Pada dasarnya terdapat banyak definisi dari restorative justice. Dan pada tahun 2006, Restorative Justice Consortium, memberikan definisi sebagai berikut:
Restorative Justice works to resolve conflict and repair harm. It encourages those who have caused harm to acknowledge the impact of what they have done and gives them an opportunity to make reparation. It offers those who have suffered harmthe opportunity to have their harmor loss acknowledged and amends made. (Restorative Justice Consortium 2006) (Lihat Marian Liebmann, 2007).

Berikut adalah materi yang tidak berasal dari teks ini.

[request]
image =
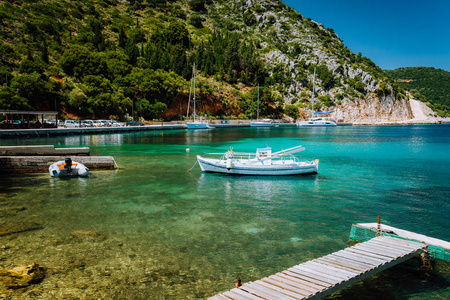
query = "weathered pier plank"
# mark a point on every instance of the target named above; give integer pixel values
(323, 276)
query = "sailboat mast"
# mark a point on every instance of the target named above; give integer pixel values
(257, 111)
(194, 92)
(314, 86)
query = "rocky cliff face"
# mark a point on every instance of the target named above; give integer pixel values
(359, 90)
(377, 110)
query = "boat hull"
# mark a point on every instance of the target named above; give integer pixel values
(236, 167)
(58, 169)
(316, 124)
(197, 125)
(260, 124)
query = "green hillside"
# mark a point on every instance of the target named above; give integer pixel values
(110, 58)
(427, 84)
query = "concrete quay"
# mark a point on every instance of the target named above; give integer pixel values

James Dignan, mengutip Van Ness dan Strong (1997), menjelaskan bahwa restorative justice pada mulanya berangkat dari usaha Albert Eglash (1977) yang berusaha melihat tiga bentuk yang berbeda dari peradilan pidana. Yang pertama berkaitan dengan keadilan retributif, yang penekanan utamanya adalah pada penghukuman pelaku atas apa yang mereka lakukan. Yang kedua berhubungan dengan ‘keadilan distributif’, yang penekanan utamanya adalah pada rehabilitasi pelaku kejahatan. Dan yang ketiga adalah ‘keadilan restoratif’, yang secara luas disamakan dengan prinsip restitusi. Eglash dianggap sebagai orang pertama yang menghubungkan tiga hal tersebut dengan pendekatan yang mencoba untuk mengatasi konsekuensi yang berbahaya dari tindakan pelaku kejahatan dengan berusaha untuk secara aktif melibatkan, baik korban dan pelaku, dalam suatu proses yang bertujuan untuk mengamankan reparasi bagi korban dan rehabilitasi pelanggar

Sedangkan proses dari restorative justice dapat dilakukan dengan cara mediasi antara pelaku dan korban, reparasi (pelaku membetulkan kembali segala hal yang dirusak), konferensi korban-pelaku (yang melibatkan keluarga dari kedua belah pihak dan tkoh pemuka dalam masyarakat), dan victim awareness work (suatu usaha dari pelaku untuk lebih peduli akan dampak dari perbuatannya).

Restorative justice dianggap sebagai salah satu cara untuk memediasi antara korban dan pelaku kejahatan dalam usaha untuk menyelesaikan permasalahan, yang mendepankan kepentingan korban di atas yang lainnya. Namun demikian, berdasarkan hasil studi empiris yang telah dilakukan oleh pakar, masih terdapat banyak perdebatan tentang bentuk ideal dari restorative justice sebagai wadah mediasi antara korban dan pelaku yang menekankan kepentingan korban dari pada yang lain.

Lagipula, dalam ajaran restorative justice, kejahatan jangan hanya dilihat sebagai pelanggaran terhadap negara dan kepentingan umum. Konflik juga merepresentasikan terganggu atau terputusnya hubungan antar individu dalam masyarakat. Hakim harus mampu menyelesaikan konflik secara adil dan memuaskan para pihak.